I never thought that day would actually come.
It all started a year ago with mixed feelings about the way I took written notes and converting them into reports, action points, next appointments, etc. on my laptop in my office. I was actually spending more time than needed.
I don’t like to use my laptop in meetings because the rattling on the keyboard and clicking with the mouse are disturbing.
Some of my colleagues use a notebook (the paper one) with self adhering colored tabs. But when the pages in one section run out another notebook with colored tabs is necessary spreading the information over two or more notebooks. Too much hassle for me.
So, away with the paper and pencil. This can be done more efficiently, I thought.
So, off I went. No more paper notebook, no markers, no paper bin in my office. Could I maintain my radical choice?
It seemed more easy than first expected. True, thank God for Steve Jobs and his team. The iPad is the best tool I’ve used during meetings since that day. I had one already but I thought that paper notebooks were the thing. Unnecessary to say that with an iPad you have everything you need beneath your fingertips. Now, I wouldn’t want it any other way.

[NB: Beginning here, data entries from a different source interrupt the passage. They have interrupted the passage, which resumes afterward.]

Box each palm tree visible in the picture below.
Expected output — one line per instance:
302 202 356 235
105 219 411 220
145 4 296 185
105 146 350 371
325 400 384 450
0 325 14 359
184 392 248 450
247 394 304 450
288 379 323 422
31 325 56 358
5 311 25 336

Seeing how well this worked for me, I started questioning the future of cursive handwriting in our schools.
Will children that are born in 2015 still have the need to learn how to write at all? Is the future of cursive handwriting one of just practicing the fine motor skills? Will speech technology evolve enough to replace handwriting?
Imagine how much time you can gain. You can even question typing on a keyboard as a ‘necessary’ skill.
Would it hurt the education of the child if cursive handwriting was to become an optional subject at school? To be honest I don’t know because I was raised in a handwriting era.
In my days in primary school calligraphic or cursive writing was a compulsory subject. I’ve spent hours and hours practicing it. Now since many decades I don’t use it anymore.
In The Washington Post T. Rees Shapiro wrote in an article: “Steve Graham, an education professor at Arizona State University and one of the top U.S. experts on handwriting instruction, said he has heard every argument for and against cursive.
“I have to tell you, I can’t remember the last time I read the Constitution,” Graham said. “The truth is that cursive writing is pretty much gone, except in the adult world for people in their 60s and 70s.” He said that today’s teachers value typing more than handwriting, and that by the 12th grade, about half of all papers are composed with computer word processing.
“When you think about the world in the 1950s, everything was by hand. Paper and pencil,” Graham said. “Right now, it’s a hybrid world.” Graham said the argument for keeping cursive around centers more on tradition than practicality.”
In the US the Common Core State Standards allow communities and teachers to make decisions at the local level about to teach reading and writing so they can teach cursive if they think it’s what their students need,” said Kate Dando, a spokeswoman for the Council of Chief State School Officers.
As it seems cursive handwriting is under pressure.
Is the tablet as we know it actually suited for (cursive) handwriting? Absolutely not. Don’t let anybody fool you. Your wrist needs to support the movements of the fingers and rests and moves on the touch screen. This leads to multiple touch points making the tablet software go crazy.
The only time you write without using your wrist as a support is on large surfaces.
I will never return to the paper notebook. Try it yourself.